FIG 1.

Glucose, fructose, and benzoate metabolism in P. putida KT2440 through the Entner-Doudoroff (ED) pathway, the Embden-Meyerhof-Parnas (EMP) pathway, and the β-ketoadipate pathway. Glucose transport into the cytoplasm is mediated through an ABC uptake system and phosphorylated to glucose-6-phosphate (G6P) and further to 6-phosphogluconate (6PG).
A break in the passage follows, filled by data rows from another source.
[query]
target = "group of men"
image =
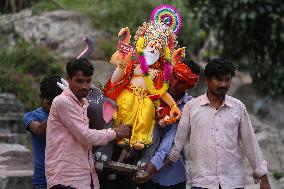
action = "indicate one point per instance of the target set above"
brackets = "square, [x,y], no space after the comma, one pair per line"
[216,125]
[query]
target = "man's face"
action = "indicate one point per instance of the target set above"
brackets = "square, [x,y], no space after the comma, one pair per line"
[219,85]
[152,52]
[80,84]
[177,87]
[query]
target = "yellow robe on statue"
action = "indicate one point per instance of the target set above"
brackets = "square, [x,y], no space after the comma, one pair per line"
[137,109]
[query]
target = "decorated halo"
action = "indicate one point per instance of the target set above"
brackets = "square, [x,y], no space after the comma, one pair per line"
[168,15]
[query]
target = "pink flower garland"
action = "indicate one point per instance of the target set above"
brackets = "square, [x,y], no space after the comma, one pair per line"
[144,67]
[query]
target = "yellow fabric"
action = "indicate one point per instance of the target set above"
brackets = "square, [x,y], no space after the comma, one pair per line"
[152,89]
[137,109]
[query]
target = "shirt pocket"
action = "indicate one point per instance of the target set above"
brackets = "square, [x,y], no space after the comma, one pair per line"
[230,125]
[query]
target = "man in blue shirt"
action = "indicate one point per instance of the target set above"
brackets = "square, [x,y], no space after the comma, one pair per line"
[184,77]
[35,122]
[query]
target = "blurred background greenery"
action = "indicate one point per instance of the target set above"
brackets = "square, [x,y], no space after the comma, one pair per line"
[248,32]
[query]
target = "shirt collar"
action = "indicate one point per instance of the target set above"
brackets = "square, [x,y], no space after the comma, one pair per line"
[205,101]
[71,94]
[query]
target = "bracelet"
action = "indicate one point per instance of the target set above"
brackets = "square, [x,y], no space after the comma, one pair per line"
[121,66]
[173,106]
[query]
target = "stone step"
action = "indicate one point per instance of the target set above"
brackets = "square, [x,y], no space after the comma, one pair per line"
[6,136]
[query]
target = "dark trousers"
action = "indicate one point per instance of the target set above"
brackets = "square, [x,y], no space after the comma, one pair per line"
[119,183]
[39,187]
[59,186]
[152,185]
[194,187]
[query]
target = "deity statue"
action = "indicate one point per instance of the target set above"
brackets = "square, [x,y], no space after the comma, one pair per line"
[141,78]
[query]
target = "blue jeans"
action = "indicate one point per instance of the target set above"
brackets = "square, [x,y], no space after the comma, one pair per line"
[39,187]
[152,185]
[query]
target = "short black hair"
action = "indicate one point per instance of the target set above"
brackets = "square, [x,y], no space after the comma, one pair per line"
[82,64]
[195,68]
[49,89]
[218,67]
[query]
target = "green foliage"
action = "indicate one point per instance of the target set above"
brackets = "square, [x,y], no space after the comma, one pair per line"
[112,15]
[253,30]
[43,6]
[23,67]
Alternatively, glucose diffuses into the periplasm and is converted into gluconate and 2-ketogluconate (39). These intermediates are transported to the cytoplasm and are subsequently phosphorylated and reduced to 6-phosphogluconate, which is further metabolized by Entner-Doudoroff pathway enzymes or the pentose phosphate pathway enzymes. Fructose is transported into the cytoplasm by a PTS permease system and converted first to fructose-1-phosphate (F1P) and then to fructose-1,6-bisphosphate (FBP). FBP can then follow a reverse/anabolic EMP route and then enter the ED pathway or be processed by the standard glycolytic EMP route. Benzoate uptake into the cytoplasm is mediated by a permease (65) and is then processed by the β-ketoadipate pathway enzymes, resulting in the central intermediates acetyl coenzyme A (AcCoA) and succinate (SUCC). The metabolic intermediates involved in the corresponding pathways are abbreviated as follows: F6P, fructose-6-phosphate; R5P, ribulose-5-phosphate; GAP, glyceraldehyde-3-phosphate; DHAP, dihydroxyacetone phosphate; PYR, pyruvate.